The variance of \(X\) is non-negative because \(D^2\) is a non-negative variable. Indeed, \(Var(X)\) is strictly positive except if \(X\) is just a constant.

Notice that variance is an expectation: it is the expectation of a non-linear function of \(X\). To calculate it, we can apply our familiar method of finding expectations of non-linear functions.

6.1.2. Standard Deviation#

Calculating variance takes care of the problem of positive and negative deviations canceling out. But it introduces a different problem, which is that variance is the expected squared deviation and thus has different units from the original variable \(X\). For example, if \(X\) is a weight in pounds then \(Var(X)\) is in squared pounds, and squared pounds aren’t easy to undertand.

To fix this problem we take the square root of the variance. The resulting quantity has the same units as \(X\) and is called the standard deviation or SD of \(X\).

\[ SD(X) ~ = ~ \sqrt{Var(X)} ~ = ~ \sqrt{E((X - \mu_X)^2)} \]

The standard deviation will be our main measure of the variability in a random variable. We will look carefully at its use and interpretation. But first, let’s write the steps to calculate it.

Remember that the point of the SD is to measure the rough size of deviations around the expectation of \(X\). So start by calculating the expectation.

  • Find \(\mu_X\).

  • Find the deviation \(D = X - \mu_X\).

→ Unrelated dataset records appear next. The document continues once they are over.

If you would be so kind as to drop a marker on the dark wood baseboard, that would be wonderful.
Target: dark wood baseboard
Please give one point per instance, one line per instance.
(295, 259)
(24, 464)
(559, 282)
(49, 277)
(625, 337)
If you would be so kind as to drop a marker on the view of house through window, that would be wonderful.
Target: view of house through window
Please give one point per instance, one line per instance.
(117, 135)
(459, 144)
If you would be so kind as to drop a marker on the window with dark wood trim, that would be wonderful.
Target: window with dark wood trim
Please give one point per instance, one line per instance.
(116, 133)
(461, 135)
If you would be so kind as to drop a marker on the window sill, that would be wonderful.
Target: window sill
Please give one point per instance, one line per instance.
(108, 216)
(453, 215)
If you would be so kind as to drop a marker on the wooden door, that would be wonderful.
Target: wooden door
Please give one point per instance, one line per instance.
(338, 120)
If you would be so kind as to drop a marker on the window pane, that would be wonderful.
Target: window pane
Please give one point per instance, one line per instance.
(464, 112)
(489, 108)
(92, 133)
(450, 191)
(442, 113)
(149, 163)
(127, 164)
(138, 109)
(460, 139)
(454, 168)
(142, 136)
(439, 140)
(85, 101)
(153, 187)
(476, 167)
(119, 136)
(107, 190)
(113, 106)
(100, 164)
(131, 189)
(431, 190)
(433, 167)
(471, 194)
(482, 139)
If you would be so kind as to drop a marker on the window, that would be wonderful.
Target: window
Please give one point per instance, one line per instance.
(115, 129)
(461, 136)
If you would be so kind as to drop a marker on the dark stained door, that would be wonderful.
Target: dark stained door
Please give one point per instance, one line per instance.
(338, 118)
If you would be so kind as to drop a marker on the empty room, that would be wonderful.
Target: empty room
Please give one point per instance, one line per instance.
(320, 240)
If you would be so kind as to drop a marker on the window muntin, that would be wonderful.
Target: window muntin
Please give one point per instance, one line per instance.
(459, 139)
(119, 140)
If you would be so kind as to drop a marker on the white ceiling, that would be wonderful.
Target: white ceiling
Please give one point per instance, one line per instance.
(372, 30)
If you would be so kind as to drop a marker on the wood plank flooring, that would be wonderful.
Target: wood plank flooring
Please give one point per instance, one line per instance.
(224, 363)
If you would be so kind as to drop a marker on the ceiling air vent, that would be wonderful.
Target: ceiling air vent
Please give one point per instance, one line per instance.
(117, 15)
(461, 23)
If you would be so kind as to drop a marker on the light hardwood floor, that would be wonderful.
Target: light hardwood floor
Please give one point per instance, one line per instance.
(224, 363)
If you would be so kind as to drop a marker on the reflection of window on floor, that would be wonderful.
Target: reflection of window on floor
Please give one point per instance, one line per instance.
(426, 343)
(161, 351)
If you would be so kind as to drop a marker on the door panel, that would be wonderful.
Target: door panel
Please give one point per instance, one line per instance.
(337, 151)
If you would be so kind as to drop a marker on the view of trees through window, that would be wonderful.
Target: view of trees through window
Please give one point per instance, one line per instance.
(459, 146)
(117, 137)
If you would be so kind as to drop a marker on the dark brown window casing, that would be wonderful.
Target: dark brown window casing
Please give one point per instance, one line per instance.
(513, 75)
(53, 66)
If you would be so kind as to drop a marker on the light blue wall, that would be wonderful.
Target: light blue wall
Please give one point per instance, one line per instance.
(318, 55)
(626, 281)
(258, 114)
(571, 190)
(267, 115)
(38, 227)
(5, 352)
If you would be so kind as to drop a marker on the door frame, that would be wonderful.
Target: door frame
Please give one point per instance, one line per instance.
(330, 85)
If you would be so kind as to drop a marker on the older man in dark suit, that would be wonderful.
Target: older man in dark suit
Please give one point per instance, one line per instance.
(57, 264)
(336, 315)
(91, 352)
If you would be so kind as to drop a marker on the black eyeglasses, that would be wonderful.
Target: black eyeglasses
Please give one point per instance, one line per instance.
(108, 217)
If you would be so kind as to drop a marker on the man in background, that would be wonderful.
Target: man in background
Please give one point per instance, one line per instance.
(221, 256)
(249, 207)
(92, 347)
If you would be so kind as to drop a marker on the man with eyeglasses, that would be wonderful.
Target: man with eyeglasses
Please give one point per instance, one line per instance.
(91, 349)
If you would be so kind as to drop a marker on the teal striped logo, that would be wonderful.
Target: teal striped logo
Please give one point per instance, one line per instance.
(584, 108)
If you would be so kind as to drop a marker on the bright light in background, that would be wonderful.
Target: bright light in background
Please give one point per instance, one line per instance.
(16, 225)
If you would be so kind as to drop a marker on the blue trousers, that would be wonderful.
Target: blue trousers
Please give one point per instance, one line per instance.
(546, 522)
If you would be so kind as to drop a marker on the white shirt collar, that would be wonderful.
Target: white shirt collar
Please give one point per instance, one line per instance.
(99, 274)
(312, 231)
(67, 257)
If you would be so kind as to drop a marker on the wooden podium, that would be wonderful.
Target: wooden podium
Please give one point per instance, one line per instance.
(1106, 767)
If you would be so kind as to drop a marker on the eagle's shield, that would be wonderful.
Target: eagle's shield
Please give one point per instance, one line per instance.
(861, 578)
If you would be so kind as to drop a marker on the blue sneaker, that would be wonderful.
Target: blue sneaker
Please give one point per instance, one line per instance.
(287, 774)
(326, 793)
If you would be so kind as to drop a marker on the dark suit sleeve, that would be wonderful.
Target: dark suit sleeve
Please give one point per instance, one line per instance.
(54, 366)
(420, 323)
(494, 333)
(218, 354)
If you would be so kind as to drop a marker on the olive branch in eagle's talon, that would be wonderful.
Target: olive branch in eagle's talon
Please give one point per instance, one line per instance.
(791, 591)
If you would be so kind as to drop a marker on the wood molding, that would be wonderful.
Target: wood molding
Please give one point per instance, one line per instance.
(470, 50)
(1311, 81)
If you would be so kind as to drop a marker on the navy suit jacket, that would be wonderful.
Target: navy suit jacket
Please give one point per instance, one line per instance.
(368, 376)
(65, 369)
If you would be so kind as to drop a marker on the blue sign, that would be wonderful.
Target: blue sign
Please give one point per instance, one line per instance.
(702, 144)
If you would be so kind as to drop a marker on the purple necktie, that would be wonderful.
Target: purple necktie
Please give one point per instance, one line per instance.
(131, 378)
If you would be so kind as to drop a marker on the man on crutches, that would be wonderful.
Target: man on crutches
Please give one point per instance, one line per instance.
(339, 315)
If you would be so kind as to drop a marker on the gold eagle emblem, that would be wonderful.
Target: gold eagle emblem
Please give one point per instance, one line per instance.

  • Square the deviation to get rid of the signs: \(D^2 = (X - \mu_X)^2\).

  • Find the mean squared deviation, also known as the variance: \(Var(X) = E((X - \mu_X)^2)\).

  • Take the square root of the variance to get the standard deviation: \(SD(X) = \sqrt{Var(X)}\)

If you go backwards along these steps you will see why the SD is called the root mean square of deviations from average.

6.1.3. Example#

Let \(X\) have the distribution given below.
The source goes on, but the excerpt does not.